Preheat the oven to 350 F. Slice the pastry into twelve 1⁄4-inch thick squares and dredge in confectioners’ sugar. (The “cookies” will resemble sweetened crackers.) On a surface that has been lightly coated with confectioners’ sugar, roll each piece to 1⁄8-inch thickness. Return the pastry to the baking sheet and bake in the preheated oven for 15 to 20 minutes or until brown. Remove from the oven and let cool.

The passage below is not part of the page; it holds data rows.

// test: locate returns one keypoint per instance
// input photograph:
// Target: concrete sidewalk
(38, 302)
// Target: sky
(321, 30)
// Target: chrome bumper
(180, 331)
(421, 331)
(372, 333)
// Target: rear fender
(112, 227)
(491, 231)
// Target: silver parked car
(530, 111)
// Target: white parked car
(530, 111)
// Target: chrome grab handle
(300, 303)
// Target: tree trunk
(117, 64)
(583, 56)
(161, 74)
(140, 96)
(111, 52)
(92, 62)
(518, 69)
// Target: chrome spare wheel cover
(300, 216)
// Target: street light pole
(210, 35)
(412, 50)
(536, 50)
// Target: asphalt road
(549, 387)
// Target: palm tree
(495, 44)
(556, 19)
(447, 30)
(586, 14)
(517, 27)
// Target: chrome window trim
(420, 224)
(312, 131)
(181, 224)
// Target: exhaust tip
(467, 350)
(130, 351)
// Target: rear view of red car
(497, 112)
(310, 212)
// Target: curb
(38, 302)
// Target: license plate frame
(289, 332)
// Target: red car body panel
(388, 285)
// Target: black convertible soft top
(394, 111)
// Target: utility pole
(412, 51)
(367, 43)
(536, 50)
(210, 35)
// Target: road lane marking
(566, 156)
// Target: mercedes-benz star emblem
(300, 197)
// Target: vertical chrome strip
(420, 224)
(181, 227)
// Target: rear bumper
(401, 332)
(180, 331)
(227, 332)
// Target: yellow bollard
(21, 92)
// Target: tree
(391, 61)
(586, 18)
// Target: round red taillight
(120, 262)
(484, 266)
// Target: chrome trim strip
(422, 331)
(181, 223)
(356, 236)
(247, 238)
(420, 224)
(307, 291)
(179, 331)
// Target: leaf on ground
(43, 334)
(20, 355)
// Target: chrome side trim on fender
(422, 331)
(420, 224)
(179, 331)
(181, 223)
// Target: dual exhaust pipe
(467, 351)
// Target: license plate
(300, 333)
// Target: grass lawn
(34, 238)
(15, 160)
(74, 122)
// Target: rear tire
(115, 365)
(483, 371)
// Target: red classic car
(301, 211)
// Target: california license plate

To prepare the pastry cream: In a large heatproof bowl whisk together the egg yolks, sugar, and cornstarch (the mixture will be very stiff). Add the milk and whisk until the cornstarch is completely dissolved. Transfer the mixture to a large, heavy-bottomed saucepan, place over medium-low heat, and cook just until it comes to boil. Simmer, whisking constantly, about 2 minutes or until very thick. Transfer the hot pastry cream to a clean heatproof bowl and add the vanilla, cream, and triple sec. Cool. Cover the surface with buttered waxed paper to prevent a “skin” from forming. Chill the pastry cream at least 2 hours and up to 2 days. Whisk the pastry cream before using, and add 2 tablespoons of apple butter.

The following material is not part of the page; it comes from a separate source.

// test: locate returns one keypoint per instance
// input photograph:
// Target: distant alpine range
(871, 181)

To prepare the caramelized bourbon apples: Peel, halve lengthwise, and core the apples. Slice them thinly crosswise. In a saute pan brown the butter. Add the vanilla bean. Add the apples to the pan and cook until softened but still firm. Sprinkle in the brown sugar and cook until melted. With a slotted spoon remove the apples to a clean plate. Pour bourbon into the pan and cook, stirring constantly, about 1 minute until the sauce is smooth and syrupy. Remove the pan from the heat and add the cinnamon and nutmeg.
To make the whipped cream: Place the whipping cream in the well-chilled bowl of an electric mixer fitted with a well-chilled balloon whip. Whip on high until the cream is frothy. In a steady stream add the sugar and whip until the cream begins to form soft peaks.
To assemble: On individual dessert plates place one cookie, cover with 2 tablespoons of pastry cream, and 1⁄3 cup of sautéed apples. Place a second cookie on top and continue layering with another 2 tablespoons of pastry cream, and 1⁄4 cup of sautéed apples. Top with a third cookie, and dust with confectioners’ sugar. Garnish each plate with 4 tablespoons of the syrup left in the apple cooking pan, 3 tablespoons of whipped cream, and a sprig of mint. If desired, decorate the rim with crushed candied violets.